Multi-Year Analysis: Report No. 036-2021-SUNAT/7T0000

January 19, 2024

Report No. 036-2021-SUNAT/7T0000 arises to specify the use of Multi-Year Information in the Transfer Pricing analysis and the possibility of considering a non-domiciled person as a party analyzed concerning the comparability analysis. This article will explore the queries about the Peru SUNAT transfer pricing rules addressed in the aforementioned report.

1. Impact of the Use of Multi-year Information in the Transfer Pricing Analysis

OECD Guidelines

In Chapter III, Section B.5, the OECD sets out crucial guidelines for the comparability analysis. The multi-year data review is important but not as a systematic requirement. The organization emphasizes the need to use multi-year data only when it adds value to the Transfer Pricing analysis, rejecting the imposition of prescriptive guidelines on the period.
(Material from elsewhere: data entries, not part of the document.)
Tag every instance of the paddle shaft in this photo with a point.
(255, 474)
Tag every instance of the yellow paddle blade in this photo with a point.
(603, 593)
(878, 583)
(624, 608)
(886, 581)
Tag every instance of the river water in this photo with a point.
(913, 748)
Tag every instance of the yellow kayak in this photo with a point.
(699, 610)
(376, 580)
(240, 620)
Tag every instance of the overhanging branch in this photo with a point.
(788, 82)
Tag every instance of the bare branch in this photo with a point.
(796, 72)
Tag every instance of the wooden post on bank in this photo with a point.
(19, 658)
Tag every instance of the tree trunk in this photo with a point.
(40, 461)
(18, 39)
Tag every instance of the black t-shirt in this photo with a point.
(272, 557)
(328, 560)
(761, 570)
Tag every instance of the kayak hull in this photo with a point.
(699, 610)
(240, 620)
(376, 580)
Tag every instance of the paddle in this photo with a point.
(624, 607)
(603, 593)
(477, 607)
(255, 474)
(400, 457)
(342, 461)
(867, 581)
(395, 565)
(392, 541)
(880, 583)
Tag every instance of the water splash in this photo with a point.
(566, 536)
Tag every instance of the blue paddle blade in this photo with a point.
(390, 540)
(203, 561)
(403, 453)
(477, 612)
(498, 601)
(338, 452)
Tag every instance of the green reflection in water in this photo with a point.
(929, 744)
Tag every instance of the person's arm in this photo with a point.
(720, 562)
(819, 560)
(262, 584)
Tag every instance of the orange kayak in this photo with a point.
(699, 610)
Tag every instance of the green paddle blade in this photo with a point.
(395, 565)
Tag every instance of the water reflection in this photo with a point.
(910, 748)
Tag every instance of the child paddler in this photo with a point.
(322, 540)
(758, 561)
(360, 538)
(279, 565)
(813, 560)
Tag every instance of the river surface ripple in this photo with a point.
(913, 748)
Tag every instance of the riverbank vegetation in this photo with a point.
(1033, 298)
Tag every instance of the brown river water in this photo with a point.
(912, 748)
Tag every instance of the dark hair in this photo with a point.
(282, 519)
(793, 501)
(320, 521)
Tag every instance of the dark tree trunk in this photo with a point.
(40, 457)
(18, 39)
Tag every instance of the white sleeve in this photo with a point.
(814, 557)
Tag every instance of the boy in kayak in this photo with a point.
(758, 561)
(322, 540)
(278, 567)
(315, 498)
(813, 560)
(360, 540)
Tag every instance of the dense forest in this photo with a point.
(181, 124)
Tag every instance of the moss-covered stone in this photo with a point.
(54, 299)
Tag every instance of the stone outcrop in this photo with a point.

The OECD Guidelines provide the option of incorporating multi-year information into the comparability analysis, either to assess the transaction subject to the Transfer Pricing rules, to determine the comparability of a transaction between independent parties, or to establish the arm’s length range. Conversely, these data over several years should be used only when they contribute to the Transfer Pricing analysis.

The OECD highlights that the inclusion of multi-year data can enhance the selection of comparable third parties by allowing the identification of significant variations in results concerning comparability characteristics. This identifying ability occasionally rejects unfitting comparables for the established criteria.

Domestic legislation

Article 110 of the Income Tax Law regulations provides the possibility of considering taxpayer data and comparable transactions from two or more years before or after the audited period exclusively to evaluate the comparability of transactions (Income Tax Law, Article 110). Conversely, it should be noted that, according to the conclusion of the Tax Administration in Report No. 036-2021-SUNAT/7T0000, this multi-year information does not affect the adjustments contemplated in subsection c) of Article 32-A of the Income Tax Law (Report No. 036-2021-SUNAT/7T0000).

The Income Tax Law establishes a limitation on the use of multi-year financial information by stating that it is not possible to use it in the construction of the interquartile range of any method (RLIR, Article 110). This restriction precludes its application in the determination of price ranges.

Financial Information Used in the Determination of Tax Adjustments

During the audit of the Transfer Pricing Study, the Tax Administration constructs the interquartile range exclusively using the financial information of the audited period of both the analyzed entity and comparable entities (Report No. 036-2021-SUNAT/7T0000). In this context, there is evidence of coherence between international guidelines and practices applied at the local level in the determination of fiscal adjustments.

2. Non-domiciled subject as an analysed party

OECD Guidelines

The OECD guidelines state that the tested party in a transaction will be the one carrying out the easiest transactions to identify and evaluate with the most reliable comparable information without specifying whether it has to be domiciled or not.

Domestic Legislation

Given that the Income Tax Law and the regulations do not contemplate any rule regarding the choice of the “tested party,” the tax administration validates to consider the non-domiciled subject as the tested party, who made a transaction with a taxpayer domiciled in the country, to assess whether the market value rule is met.

3. Conclusions

In conclusion, Report No. 036-2021-SUNAT/7T0000 has been crucial in clarifying the use of Multi-Year Information in the Transfer Pricing analysis and the consideration of non-domiciled subjects as tested parties in the context of Peruvian regulations.

Particularly relevant is the Tax Administration’s interpretation of the use of multi-year information in the context of Article 110 of the RLIR, emphasizing its specific application in the comparability assessment and not in the adjustments contemplated in subsection c) of Article 32-A of the Income Tax Law. In addition, the inclusion of non-domiciled subjects as tested parties broadens the approach, aligning with the OECD guidelines, although the domestic legislation does not specify this. Thus, this report contributes to the coherence between national and international practices in the determination of tax adjustments and Transfer Pricing.